To estimate the real-time timing of somatic events, we used a robust linear regression model by removing the top and bottom 5% of slope outliers to fit the rate of clonal CpG>T (the ‘aging’ signature, SBS1) mutations (total number of mutations/number of covered CpG sites) corrected for copy number and multiplicity as a function of the age at diagnosis (Extended Data Fig. 5a) across different anatomical sites. The CpG>T rate per year and participant age were used to calculate the posterior distribution of the individual somatic event real-time timing measured from the π-score distribution calculated by using only CpG>T mutations with PhylogicNDT SinglePatientTiming. The resulting distribution for a specific event was then combined across participants to produce a cohort-level distribution for the typical time of the event in terms of years before diagnosis.

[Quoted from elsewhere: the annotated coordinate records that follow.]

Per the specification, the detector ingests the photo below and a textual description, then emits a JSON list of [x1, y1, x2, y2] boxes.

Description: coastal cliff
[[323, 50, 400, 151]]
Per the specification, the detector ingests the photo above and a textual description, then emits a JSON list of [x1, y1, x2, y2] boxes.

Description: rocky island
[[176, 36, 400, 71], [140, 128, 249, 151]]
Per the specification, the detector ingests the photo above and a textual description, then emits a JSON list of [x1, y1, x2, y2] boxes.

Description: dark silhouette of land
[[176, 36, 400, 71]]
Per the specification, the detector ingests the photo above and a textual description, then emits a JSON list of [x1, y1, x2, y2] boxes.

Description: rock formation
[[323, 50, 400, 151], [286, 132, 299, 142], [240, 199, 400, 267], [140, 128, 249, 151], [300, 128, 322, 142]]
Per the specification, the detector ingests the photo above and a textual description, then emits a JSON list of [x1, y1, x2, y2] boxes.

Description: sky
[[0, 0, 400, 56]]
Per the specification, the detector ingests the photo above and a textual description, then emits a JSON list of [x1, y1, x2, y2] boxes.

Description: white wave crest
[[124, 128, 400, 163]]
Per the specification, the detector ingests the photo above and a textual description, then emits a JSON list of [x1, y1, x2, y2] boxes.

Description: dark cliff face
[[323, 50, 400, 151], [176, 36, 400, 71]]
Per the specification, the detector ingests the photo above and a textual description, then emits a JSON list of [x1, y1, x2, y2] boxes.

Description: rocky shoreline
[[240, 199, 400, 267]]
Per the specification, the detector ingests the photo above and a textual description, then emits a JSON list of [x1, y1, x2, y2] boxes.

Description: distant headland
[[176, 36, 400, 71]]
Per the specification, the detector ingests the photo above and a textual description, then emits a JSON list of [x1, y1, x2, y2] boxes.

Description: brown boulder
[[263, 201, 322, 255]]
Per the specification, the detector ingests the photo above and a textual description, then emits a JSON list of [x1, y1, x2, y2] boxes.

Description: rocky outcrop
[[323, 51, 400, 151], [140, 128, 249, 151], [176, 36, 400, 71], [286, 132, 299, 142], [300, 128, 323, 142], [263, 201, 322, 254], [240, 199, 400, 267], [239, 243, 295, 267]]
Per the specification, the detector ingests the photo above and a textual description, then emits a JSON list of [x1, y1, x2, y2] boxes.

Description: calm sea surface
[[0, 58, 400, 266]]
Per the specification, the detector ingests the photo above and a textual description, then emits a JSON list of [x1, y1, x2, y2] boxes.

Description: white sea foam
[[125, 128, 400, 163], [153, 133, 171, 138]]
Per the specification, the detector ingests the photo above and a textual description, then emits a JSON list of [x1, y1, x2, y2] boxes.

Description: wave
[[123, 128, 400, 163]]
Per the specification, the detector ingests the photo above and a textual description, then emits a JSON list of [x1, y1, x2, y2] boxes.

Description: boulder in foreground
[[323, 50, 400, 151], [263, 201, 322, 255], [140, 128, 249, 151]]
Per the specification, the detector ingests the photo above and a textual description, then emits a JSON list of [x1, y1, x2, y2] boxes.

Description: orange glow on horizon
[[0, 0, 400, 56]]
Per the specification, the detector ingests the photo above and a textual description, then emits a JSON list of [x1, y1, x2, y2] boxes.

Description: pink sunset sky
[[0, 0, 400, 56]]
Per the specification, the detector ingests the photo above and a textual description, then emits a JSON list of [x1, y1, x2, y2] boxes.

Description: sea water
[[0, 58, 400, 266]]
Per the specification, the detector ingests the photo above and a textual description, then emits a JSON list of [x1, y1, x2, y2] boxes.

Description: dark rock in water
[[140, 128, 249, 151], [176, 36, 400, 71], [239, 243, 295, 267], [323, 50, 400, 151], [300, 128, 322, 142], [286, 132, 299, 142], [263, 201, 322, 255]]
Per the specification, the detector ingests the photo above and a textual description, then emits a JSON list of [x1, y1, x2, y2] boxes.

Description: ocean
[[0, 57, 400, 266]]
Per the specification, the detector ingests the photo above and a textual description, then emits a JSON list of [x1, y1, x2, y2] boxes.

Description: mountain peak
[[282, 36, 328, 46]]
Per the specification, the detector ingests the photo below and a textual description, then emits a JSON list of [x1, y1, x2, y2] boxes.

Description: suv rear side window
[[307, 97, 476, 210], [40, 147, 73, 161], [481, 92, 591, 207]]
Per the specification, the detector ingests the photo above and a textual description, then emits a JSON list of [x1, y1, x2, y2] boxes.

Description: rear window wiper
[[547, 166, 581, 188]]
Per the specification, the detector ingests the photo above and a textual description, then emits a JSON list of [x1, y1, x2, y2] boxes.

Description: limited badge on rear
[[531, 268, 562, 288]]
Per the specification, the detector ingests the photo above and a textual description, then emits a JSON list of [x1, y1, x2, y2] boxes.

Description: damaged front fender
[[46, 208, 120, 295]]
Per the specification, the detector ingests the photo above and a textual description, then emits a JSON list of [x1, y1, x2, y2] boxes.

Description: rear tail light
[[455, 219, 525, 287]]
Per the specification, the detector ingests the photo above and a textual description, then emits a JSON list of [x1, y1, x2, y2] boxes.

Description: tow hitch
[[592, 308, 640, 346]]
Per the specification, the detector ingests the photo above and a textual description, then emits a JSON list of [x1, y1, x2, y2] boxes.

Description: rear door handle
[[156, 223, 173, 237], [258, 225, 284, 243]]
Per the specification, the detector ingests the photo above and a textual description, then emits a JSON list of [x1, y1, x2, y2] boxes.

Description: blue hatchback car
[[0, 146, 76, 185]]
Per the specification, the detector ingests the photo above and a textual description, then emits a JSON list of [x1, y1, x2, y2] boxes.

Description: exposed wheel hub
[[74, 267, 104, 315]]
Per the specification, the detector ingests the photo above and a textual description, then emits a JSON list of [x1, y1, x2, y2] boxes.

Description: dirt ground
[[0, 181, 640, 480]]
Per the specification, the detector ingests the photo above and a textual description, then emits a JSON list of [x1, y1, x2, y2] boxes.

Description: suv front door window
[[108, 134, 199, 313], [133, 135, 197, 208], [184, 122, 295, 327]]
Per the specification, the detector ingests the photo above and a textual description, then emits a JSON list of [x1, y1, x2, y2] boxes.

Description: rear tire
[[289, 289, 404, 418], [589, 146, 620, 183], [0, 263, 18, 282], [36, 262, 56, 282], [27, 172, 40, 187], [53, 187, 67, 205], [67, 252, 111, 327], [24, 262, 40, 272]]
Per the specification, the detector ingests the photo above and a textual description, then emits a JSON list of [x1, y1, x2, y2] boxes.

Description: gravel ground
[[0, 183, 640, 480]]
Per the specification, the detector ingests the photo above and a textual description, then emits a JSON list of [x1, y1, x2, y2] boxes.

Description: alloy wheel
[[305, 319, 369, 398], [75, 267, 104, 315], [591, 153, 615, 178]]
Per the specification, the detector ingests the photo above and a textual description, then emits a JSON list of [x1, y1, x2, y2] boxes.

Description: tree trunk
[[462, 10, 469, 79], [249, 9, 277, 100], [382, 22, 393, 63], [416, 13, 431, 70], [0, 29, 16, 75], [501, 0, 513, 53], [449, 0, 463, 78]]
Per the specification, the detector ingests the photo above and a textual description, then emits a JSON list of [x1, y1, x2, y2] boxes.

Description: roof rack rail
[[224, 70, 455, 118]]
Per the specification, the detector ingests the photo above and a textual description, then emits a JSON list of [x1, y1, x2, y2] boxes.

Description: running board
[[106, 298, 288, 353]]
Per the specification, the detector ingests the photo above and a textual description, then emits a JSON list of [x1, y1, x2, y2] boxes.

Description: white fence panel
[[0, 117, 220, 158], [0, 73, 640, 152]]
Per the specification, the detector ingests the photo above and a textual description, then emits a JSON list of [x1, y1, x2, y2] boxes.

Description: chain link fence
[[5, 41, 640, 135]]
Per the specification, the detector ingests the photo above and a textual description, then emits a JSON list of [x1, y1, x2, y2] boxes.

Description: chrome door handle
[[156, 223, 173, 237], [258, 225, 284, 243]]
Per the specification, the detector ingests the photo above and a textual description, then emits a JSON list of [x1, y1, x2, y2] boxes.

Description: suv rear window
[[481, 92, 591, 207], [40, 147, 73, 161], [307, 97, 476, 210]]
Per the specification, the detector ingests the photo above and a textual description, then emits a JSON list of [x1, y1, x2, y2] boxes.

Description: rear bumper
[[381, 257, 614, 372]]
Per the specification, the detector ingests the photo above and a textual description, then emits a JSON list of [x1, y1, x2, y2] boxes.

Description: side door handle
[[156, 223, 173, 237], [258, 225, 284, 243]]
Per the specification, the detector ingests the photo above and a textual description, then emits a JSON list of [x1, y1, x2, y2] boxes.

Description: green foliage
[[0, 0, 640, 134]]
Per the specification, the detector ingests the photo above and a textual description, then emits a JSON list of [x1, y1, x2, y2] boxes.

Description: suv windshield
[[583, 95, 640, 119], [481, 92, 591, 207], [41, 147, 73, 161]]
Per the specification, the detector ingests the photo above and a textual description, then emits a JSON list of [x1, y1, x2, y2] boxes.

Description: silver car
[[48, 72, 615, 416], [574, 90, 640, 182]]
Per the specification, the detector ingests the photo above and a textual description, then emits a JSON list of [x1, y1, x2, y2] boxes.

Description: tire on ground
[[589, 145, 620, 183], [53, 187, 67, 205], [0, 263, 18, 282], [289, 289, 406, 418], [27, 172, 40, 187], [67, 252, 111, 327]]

Timing of HPV integration events was performed by aligning structural variation breakpoints and spanning reads at 53 integration sites across 11 individuals with available WGS data and performing a similar timing analysis as for mutations (using local copy number and clonal multiplicity). Because APOBEC mutations are often clustered near HPV integration sites, we excluded APOBEC mutations for the timing estimate. Often several integration sites were identified per participant, and sites on copy number regions with the earliest estimate of real time were used as representative for the participant.

Measures of intratumor genetic heterogeneity

MATH was calculated per tumor sample as previously described48. For tumors represented by two separately sequenced samples, MATH values were averaged.

A tumor’s ploidy group was assigned based on the fraction of the genome in diploid, triploid and tetraploid states. Tumors with a diploid fraction of >0.65 were classified as diploid, non-diploid tumors with a fraction triploid of >0.35 were classified as triploid, and other non-diploid tumors were classified as tetraploid.

A whole-genome event was called if at least half of chromosome arms were amplified or at least four chromosome arms were amplified on both alleles. Further classification into triploidy (WGT) or doubling (WGD) was based on the corresponding ploidy group (triploid or tetraploid).

The FGA absent a whole-genome event was the fraction of the genome deviating by more than 0.2 from a value of one copy for either allele. With a whole-genome event, FGA was calculated as the fraction of genome deviating by more than 0.2 from a value of two copies for either allele.

Statistical analysis and reproducibility

No statistical method was used to predetermine sample size. As there were no groups defined by experimental manipulations, no blinding was performed. Random resampling is inherent in PhylogicNDT, as described above.

Event prevalence comparisons, associations among measures of intratumor heterogeneity and other routine analyses were performed with standard statistical routines in Python or R. Frequentist tests (except for inherently one-sided chi-square statistics) were two sided. The Benjamini–Hochberg false discovery rate correction was applied to event prevalence comparison P values within each HNSCC subset. Survival analysis used the survival71 (version 3.3-1) and rms72 (version 6.3-0) packages under version 4.2.0 of R73, extending a previously described model for HNSCC survival51. Cox survival models were stratified by anatomic site to satisfy the proportional hazards assumption, and model calibration was checked by bootstrap resampling.

Reporting summary

Further information on research design is available in the Nature Portfolio Reporting Summary linked to this article.